Workflow: PrediXcan

Fetched 2024-11-28 04:36:49 GMT

Predict.py has been wrapped in cwl, getting the information from: https://github.com/hakyimlab/MetaXcan/wiki/Individual-level-PrediXcan:-introduction,-tutorials-and-manual Here is a snippet from: https://github.com/hakyimlab/MetaXcan/wiki/Individual-level-PrediXcan:-introduction,-tutorials-and-manual In the following, we focus on the individual-level implementation of PrediXcan. The method was originally implemented in this repository. PrediXcan consists of two steps: Predict gene expression (or whatever biology the models predict) in a cohort with available genotypes Run associations to a trait measured in the cohort The first step is implemented in Predict.py. The prediction models are trained and pre-compiled on specific data sets with their own human genome releases and variant definitions. We implemented a few rules to support variant matching from genotypes based on different variant definitions. In the following, mapping refers to the process of assigning a model variant to a genotype variant. Originally, PrediXcan was applied to genes so we say \"gene expression\" a lot as it was the mechanism we initially studied.
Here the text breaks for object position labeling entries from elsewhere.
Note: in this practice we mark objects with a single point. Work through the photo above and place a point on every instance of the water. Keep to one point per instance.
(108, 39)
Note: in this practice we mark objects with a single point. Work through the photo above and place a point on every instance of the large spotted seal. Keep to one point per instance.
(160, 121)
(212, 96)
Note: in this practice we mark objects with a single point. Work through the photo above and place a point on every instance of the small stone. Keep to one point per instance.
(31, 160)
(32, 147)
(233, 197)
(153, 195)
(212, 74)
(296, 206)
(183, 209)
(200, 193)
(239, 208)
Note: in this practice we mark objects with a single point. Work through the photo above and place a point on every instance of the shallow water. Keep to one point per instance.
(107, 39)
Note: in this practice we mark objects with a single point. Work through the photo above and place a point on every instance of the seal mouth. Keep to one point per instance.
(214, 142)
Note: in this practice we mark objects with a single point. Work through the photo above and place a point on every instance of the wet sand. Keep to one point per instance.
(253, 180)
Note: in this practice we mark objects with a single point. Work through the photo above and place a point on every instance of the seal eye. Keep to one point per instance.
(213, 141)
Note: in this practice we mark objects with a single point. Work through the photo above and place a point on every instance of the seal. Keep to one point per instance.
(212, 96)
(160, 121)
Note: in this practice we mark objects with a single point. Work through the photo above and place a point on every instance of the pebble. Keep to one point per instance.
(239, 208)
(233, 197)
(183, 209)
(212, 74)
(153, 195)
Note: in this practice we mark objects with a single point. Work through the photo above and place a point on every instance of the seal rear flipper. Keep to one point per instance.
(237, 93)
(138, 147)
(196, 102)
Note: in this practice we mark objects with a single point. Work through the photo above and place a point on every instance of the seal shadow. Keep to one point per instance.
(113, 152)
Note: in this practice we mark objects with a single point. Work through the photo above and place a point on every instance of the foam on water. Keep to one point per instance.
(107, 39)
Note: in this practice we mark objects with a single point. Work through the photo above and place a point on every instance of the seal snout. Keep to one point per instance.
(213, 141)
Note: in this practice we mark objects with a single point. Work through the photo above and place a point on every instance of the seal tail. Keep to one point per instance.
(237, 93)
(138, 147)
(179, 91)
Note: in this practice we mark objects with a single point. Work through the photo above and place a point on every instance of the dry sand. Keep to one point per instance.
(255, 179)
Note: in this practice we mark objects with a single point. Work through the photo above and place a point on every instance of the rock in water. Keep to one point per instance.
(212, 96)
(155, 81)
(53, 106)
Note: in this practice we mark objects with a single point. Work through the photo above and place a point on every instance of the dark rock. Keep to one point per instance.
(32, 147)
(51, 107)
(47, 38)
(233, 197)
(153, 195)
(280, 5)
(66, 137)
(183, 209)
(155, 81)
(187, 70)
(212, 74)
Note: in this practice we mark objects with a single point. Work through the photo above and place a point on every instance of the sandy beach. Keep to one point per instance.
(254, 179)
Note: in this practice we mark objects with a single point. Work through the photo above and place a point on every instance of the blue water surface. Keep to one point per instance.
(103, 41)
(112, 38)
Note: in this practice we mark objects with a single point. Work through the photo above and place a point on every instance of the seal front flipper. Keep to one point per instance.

But conceptually, everything said here applies to any intermediate/molecular mechanism such as splicing or brain morphology. Whenever we say \"gene\", it generally could mean a splicing intron event, etc.

children parents
Workflow as SVG
  • Selected
  • Default Values
  • Nested Workflows
  • Tools
  • Inputs/Outputs

Inputs

ID Type Title Doc
vcf_mode String (Optional)

-\"genotyped\" is meant for phased, genotyped vcfs that contain counts of each allele at each chromosome pair. -\"imputed\" will load DS field as dosage. This is meant to work with imputed vcfs as generated by the Michigan Imputation Server.

covariates String

Please type in the column names of any additional covariates you would like to account for. Please input covariates exactly as they appear in the phenotype file with quotations around each input and separate by a comma, no spaces. ex) \"sex\",\"age\",\"PC1\"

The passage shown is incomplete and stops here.